Built-up areas in km2 versus population growth in Islamabad for the last 42 years

The limitation of the current study is the lack of reference data from a more reliable sampling frame for training sample selection for each LULC class. Although a detailed visual interpretation based on Google Earth historical images was used to randomly extract training samples, this might have affected the overall accuracy. This approach is justifiable due to the scarcity of reference data for validation.

Conclusions

The study highlights the main changes in LULC in Islamabad city and examines its association between demographic growth and urbanization. The time scope of this research is sufficient to observe urbanization patterns. LULC classification was performed using an open-source dataset and GIS tool, i.e., Landsat data and QGIS, for the last four decades (1979–2020). The Maximum likelihood algorithm was used to classify Landsat data based on four LULC classes, i.e., waterbodies, vegetation, built-up area, and bare soil.
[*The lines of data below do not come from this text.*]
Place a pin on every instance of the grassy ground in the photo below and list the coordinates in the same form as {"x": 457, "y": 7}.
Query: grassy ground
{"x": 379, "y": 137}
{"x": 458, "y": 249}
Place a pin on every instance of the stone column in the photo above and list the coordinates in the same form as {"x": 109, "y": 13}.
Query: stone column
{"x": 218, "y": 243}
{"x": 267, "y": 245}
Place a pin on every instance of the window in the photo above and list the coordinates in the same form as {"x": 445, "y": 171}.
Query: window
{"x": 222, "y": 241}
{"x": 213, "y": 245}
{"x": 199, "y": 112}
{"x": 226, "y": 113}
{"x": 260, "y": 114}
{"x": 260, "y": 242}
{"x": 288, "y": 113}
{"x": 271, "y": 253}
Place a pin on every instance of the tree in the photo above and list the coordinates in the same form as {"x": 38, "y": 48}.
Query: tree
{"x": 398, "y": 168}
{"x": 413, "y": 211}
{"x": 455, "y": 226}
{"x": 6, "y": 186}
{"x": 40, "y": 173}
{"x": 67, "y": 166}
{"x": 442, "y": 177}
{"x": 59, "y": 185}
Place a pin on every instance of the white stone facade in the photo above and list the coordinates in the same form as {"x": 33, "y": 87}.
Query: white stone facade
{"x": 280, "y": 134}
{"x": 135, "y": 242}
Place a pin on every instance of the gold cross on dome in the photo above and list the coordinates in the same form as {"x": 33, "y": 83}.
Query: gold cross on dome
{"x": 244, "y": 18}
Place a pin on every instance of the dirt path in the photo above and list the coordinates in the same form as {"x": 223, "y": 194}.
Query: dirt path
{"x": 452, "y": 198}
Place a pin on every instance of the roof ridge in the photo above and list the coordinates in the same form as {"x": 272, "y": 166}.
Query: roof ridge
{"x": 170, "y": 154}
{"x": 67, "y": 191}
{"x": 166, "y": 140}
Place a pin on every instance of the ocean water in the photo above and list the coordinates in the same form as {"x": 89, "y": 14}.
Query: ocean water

As remotely sensed data were integrated with population data to analyze the trend between the urbanization process and demographic growth over the last 42 years, the obtained results led to the following conclusions:

  1. 1.

    The built-up area in Islamabad has shown a massive increase from 1979 to 2020 by 111.20 km2, whereas vegetation, waterbodies, and bare soil classes have significantly decreased during the same time frame.

  2. 2.

    The dynamics of LULC change showed a tremendous decrease in bare soil in favor of built-up areas, with a value of 120.32 km2. Hence, a remarkable urbanization phenomenon was attributed to the development procedures in Islamabad.

  3. 3.

    Based on the accuracy assessment test, LCLU maps showed a relatively high overall accuracy and kappa index, with the 2000-map yielding the highest values of 93% and 0.91.

  4. 4.

    Over the last 42 years, a rise in population density was observed from 168,745 to 1,129,198, revealing its significant impact on urbanization expansion through the installation of new infrastructure and settlement construction.

  5. 5.

    There is an urgent need for an integrated approach to sustainable development and urban planning in Islamabad according to the spatial and temporal trends of built-up areas and population growth.

  6. 6.

    Future work will focus on implementing factors like land surface temperature, precipitation, humidity, and carbon dioxide (CO2) concentration to examine their connection with urbanization patterns in Islamabad. In addition, NUA (New Urban Agenda) indicator 15 can be used to identify the relationship between population and built-up areas.